The house has been restored to its condition during Johnson's 11-year occupancy (from 1748 to 1759) and retains many original features — including some heavy-duty crime prevention measures and an ingenious `cellarette' in the dining room. Arranged over several floors, the house has no shortage of stairs, but then to quote the friendly attendant, 'the chairs are for sitting on, not gawping at'.
A hand-held audio guide provides more detail and anecdotal information about Dr Johnson — and there's no shortage of that either, thanks to his biographer James Boswell. The audio guide (which comes in Mandarin and Japanese as well as English) is available free of charge for those not able to tackle the stairs.
The house contains some unexpected treasures. A brick from the Great Wall of China is a tangible reminder of Johnson's unrealised ambition to visit it, while the garret is home to a model toy workshop presented to the house by firefighters in World War II.
Books, paintings and memorabilia of Dr Johnson and his circle can be found throughout the house and there's an entertaining and informative video show as well as free information sheets (now available in 10 languages).

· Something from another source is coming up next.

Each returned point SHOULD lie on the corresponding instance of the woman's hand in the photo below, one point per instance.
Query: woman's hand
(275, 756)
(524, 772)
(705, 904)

Changing displays and exhibitions keep things fresh for regulars while younger visitors can try on a selection of replica Georgian clothing. The courtyard outside the house contains a statue of Hodge, Johnson's much-loved cat who was, according to his master at least, "a very fine cat, a very fine cat indeed".
Johnson was renowned for his witty aphorisms, the most famous of which relates to the city in which he made his home, "When a man is tired of London, he is tired of life; for there is in London all that life can afford." Cards and collections of Johnson's sayings and bon mots are available in the small shop.
Incidentally, a glance in a facsimile of his Dictionary reveals that the great man defined a museum as 'a repository of learned curiosities' — a description that fits this characterful old house like a glove.